Está claro que militares y policías constituyen las cornisas en las que se asienta el poder del gobierno golpista. También parece claro que estas cornisas sostienen disputas históricamente irresueltas e irreconciliables que con el paso de los días ofrecerán escenarios de mayor fractura y polarización. Más allá de su carácter provisorio, un gobierno con sentido común debiera empezar a conocer aunque palmariamente las profundas fracturas corporativas para evitar ser derrotados por sus consecuencias. Afortunadamente, el gobierno golpista solo mira la sombra y no el hueso, y por ello su tiempo es tan breve como el estallido convulso de ambos cuerpos que empiezan a retorcerse para anularse o destruirse mutuamente.

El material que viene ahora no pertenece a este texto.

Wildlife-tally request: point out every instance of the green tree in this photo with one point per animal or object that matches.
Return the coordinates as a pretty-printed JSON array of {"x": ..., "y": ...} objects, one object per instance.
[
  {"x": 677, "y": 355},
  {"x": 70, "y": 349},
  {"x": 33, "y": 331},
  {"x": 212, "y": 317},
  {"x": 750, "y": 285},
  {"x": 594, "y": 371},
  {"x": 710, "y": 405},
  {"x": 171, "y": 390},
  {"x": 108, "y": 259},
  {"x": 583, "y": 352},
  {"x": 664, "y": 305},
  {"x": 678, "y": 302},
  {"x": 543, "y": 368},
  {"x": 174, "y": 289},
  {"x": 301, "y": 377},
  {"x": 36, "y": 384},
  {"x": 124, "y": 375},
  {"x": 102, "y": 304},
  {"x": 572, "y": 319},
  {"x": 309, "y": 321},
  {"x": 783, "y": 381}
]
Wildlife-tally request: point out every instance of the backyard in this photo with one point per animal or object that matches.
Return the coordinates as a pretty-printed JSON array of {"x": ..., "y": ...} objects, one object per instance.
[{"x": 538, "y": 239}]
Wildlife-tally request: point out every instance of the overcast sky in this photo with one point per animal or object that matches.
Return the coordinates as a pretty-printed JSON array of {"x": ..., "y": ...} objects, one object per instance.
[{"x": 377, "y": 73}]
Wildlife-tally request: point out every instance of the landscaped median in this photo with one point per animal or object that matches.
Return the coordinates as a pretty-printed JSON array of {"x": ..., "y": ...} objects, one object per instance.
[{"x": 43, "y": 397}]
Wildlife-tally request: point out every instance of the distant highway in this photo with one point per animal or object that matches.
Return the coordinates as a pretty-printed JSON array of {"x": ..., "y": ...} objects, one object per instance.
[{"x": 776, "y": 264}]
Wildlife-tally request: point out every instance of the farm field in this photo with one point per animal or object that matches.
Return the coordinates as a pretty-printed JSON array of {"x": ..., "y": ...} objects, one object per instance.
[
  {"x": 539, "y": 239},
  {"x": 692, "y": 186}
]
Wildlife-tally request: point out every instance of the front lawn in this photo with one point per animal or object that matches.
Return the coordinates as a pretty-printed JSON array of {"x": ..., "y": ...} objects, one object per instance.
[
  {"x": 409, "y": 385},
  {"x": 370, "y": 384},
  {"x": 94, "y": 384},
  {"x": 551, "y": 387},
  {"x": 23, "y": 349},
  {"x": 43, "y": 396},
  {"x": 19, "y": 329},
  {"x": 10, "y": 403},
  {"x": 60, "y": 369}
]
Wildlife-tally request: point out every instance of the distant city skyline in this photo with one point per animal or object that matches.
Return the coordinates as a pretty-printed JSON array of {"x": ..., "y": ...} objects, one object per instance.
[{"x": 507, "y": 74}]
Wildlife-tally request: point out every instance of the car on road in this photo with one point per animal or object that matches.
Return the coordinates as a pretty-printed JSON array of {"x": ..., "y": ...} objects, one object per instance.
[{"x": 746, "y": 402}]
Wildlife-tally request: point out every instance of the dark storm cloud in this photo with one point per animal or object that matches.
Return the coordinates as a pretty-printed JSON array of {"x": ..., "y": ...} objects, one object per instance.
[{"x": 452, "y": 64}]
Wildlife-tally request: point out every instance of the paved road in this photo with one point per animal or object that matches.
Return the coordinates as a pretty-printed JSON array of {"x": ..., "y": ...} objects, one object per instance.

Que la sangre llegue al río no depende de los golpistas, depende en todo caso de las profundas heridas que han vuelto a ser abiertas bajo un mando político ignorante, arrogante, rabioso y suicida. El golpismo tiene sus límites paradójicamente en el uso de la fuerza policial y militar y dependerá de cómo se resuelve este duelo histórico en las entrañas del poder fascistoide.

Con una Policía Nacional enajenada por sus múltiples contradicciones internas y unas Fuerzas Armadas desconcertadas por la dimensión del conflicto y sus futuras responsabilidades política, jurídicas e institucionales, los bolivianos viven un panorama desolador.